A seven-time winner of the ATP 1000 event in Rome, Nadal is a heavy favourite to add to that tally this week, having already collected the Monte Carlo, Barcelona and Madrid titles in a stunning - and ominous - build-up to next month's French Open.
Dominic Thiem awaits in the last eight, but the in-form Austrian has had no answer of late to Nadal, who dispatched the world number seven in the final in both Barcelona and Madrid.
Should he progress to the last four, Nadal must deal with the more daunting prospect of Novak Djokovic or Juan Martin del Potro to earn a spot in the decider and stay on track for a potential sweep of 2017's major clay prizes.
After a routine hold to open the match, Nadal made a statement of intent by breaking Sock to love, working over the American's backhand to good effect.
With the injured Nick Kyrgios and the great Rod Laver watching from the stands, Nadal did brilliantly to react to a net cord and fend off break point.

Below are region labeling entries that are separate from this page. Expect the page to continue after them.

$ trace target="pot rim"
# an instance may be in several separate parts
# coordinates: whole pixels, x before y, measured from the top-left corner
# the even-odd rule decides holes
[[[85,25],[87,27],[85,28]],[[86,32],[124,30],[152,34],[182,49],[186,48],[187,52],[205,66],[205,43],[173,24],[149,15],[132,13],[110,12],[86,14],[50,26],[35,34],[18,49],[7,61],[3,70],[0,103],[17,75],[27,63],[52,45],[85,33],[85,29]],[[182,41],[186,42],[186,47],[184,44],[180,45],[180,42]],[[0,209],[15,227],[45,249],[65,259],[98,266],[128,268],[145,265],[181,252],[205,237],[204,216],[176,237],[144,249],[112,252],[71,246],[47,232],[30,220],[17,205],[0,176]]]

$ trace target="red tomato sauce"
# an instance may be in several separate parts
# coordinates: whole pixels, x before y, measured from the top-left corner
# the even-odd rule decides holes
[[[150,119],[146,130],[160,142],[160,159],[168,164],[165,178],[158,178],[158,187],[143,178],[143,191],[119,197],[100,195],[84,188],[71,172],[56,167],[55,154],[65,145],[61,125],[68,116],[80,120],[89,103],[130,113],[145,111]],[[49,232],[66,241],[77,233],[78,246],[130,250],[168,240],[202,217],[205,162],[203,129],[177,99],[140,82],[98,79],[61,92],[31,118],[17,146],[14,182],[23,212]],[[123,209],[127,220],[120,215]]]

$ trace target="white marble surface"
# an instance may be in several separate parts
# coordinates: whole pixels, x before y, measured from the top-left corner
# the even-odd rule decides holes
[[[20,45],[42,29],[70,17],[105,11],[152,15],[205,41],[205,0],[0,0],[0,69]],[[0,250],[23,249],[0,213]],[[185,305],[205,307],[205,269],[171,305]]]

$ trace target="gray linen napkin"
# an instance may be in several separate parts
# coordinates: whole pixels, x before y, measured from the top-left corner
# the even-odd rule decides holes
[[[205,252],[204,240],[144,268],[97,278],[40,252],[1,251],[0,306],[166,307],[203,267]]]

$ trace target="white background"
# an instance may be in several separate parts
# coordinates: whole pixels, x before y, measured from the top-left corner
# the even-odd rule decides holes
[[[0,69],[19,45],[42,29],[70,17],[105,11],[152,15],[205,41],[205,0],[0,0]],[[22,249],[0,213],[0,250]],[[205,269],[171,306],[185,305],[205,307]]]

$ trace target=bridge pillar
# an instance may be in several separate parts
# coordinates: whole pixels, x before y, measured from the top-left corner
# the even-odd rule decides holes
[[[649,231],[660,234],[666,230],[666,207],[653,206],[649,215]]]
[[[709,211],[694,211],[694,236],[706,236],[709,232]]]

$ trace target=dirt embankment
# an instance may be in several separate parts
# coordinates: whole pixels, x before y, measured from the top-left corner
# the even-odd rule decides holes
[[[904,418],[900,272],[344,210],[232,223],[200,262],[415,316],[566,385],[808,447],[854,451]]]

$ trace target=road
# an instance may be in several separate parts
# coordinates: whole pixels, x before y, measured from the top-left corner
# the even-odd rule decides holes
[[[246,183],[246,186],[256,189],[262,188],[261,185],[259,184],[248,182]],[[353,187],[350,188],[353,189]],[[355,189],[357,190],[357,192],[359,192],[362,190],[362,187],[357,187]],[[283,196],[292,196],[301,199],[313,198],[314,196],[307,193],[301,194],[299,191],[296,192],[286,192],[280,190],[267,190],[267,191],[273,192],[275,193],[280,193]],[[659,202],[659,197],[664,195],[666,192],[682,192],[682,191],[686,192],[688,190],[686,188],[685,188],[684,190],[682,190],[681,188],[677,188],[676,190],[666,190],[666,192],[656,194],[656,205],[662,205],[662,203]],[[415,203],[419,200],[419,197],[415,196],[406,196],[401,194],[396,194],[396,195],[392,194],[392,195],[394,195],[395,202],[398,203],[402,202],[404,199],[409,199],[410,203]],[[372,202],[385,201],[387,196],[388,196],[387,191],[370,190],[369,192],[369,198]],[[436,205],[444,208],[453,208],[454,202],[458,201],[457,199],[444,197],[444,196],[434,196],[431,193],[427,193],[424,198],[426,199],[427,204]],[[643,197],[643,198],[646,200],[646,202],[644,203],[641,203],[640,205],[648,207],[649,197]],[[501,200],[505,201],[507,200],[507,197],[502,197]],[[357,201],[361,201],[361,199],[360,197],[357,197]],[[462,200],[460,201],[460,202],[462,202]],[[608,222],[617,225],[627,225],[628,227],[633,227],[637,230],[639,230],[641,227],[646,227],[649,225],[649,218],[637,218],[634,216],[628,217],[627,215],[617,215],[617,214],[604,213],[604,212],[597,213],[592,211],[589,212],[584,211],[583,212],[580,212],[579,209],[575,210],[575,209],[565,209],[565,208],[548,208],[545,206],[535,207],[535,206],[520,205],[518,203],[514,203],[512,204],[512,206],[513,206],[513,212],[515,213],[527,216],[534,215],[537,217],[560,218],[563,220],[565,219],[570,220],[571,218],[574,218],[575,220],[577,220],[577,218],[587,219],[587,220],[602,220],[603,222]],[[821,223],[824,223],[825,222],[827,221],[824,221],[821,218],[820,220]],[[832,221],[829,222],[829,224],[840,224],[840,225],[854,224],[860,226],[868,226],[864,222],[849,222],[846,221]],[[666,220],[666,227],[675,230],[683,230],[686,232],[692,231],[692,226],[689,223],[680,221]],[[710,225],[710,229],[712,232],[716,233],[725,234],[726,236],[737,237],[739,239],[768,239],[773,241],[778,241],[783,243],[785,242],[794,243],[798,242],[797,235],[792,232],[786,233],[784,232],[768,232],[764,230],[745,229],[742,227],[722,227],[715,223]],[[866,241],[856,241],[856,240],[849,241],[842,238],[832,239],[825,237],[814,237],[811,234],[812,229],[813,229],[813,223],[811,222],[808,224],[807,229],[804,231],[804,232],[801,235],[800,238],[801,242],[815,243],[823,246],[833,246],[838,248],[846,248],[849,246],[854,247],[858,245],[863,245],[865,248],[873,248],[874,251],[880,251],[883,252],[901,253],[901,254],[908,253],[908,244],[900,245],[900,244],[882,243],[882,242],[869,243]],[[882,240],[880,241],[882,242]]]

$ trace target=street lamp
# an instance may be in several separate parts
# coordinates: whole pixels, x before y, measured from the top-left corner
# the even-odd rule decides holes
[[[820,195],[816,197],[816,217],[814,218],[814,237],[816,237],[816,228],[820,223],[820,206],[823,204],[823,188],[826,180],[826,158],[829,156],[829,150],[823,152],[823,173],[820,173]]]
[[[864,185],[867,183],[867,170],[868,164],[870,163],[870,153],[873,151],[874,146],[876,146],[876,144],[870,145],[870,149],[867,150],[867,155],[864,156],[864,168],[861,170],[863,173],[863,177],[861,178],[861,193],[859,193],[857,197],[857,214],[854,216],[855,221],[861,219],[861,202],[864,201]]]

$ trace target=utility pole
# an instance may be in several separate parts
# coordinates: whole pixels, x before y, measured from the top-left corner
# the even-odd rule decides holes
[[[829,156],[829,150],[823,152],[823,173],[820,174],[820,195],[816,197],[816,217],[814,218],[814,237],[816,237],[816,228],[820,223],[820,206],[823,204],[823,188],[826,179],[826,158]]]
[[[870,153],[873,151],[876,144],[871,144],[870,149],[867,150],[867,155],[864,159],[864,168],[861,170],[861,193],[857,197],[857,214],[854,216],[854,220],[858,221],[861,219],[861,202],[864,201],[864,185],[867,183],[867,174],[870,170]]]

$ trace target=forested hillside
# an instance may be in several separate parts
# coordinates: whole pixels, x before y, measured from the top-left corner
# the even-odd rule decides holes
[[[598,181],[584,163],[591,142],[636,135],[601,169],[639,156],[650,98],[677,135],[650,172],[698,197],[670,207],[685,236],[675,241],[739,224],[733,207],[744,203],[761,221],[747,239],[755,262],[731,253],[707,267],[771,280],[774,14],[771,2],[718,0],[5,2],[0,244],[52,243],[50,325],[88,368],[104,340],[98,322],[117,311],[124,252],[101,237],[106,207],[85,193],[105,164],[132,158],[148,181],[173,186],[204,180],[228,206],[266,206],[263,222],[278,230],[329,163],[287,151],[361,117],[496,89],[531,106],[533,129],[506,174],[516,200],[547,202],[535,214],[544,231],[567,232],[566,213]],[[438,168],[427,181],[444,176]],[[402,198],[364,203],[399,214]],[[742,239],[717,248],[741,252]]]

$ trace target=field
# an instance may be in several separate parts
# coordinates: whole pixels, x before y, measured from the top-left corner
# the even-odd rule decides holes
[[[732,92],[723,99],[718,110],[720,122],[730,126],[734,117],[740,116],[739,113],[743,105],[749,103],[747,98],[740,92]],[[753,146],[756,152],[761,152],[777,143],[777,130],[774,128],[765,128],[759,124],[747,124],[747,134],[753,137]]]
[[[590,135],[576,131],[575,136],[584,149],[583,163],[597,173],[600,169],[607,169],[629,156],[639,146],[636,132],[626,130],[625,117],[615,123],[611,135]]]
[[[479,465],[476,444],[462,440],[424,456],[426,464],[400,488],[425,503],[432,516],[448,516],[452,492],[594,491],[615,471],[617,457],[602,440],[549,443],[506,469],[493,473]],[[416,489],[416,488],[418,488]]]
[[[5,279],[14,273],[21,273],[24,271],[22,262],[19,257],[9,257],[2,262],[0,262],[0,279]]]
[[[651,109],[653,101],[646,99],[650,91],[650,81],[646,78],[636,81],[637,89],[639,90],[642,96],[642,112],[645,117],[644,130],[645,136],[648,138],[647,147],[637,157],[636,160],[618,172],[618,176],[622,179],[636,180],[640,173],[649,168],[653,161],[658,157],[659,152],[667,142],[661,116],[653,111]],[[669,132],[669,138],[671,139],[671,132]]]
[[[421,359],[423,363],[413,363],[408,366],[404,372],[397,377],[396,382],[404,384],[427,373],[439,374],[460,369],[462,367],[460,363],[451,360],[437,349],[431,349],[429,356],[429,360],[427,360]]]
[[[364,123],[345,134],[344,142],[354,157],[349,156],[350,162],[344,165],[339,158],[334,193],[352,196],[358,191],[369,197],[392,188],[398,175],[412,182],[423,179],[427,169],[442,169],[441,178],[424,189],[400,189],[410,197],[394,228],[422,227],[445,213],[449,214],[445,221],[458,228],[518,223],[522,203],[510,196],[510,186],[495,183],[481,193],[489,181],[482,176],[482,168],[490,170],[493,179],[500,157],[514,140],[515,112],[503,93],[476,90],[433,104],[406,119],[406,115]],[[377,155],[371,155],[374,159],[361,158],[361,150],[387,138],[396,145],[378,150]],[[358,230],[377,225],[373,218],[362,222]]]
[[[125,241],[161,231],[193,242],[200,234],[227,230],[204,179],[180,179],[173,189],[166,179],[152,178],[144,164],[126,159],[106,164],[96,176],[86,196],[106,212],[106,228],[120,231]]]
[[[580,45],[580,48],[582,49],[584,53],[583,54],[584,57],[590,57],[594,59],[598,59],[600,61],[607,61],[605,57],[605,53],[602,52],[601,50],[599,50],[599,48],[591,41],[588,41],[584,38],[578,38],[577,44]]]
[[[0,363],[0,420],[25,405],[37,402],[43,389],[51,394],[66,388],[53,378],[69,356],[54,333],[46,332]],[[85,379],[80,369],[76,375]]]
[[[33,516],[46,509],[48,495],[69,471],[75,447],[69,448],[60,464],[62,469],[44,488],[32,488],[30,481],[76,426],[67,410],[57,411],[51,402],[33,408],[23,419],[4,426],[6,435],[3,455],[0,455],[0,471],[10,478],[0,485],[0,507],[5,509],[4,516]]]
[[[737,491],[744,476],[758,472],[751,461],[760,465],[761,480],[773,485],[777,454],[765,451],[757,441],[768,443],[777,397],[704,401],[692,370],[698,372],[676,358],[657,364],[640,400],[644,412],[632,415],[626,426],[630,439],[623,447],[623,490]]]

He then held to go 3-0 up after the best rally of the set, somehow digging out a remarkable cross-court forehand and showing no signs of the physical problems that have impeded him in recent years.
The opening set stayed on serve after that, Sock showing better composure but proving unable to cope with Nadal's superior control of forehand depth and power.
The two men traded breaks in the first two games of the second set and Nadal was in trouble again at 2-1 and 0-30 down in the fourth, but a smoking forehand winner, down the line and on the run, proved the spark for an important hold.
It then stayed on serve until the ninth game, when the world number four upped the ante decisively.
Sock had no answer to a sudden flurry of heavier forehands, repeatedly burying shots into the net and then earning a code violation for his response upon dropping serve to love.
Nadal then duly held to love on his own serve to seal the contest with his first match point.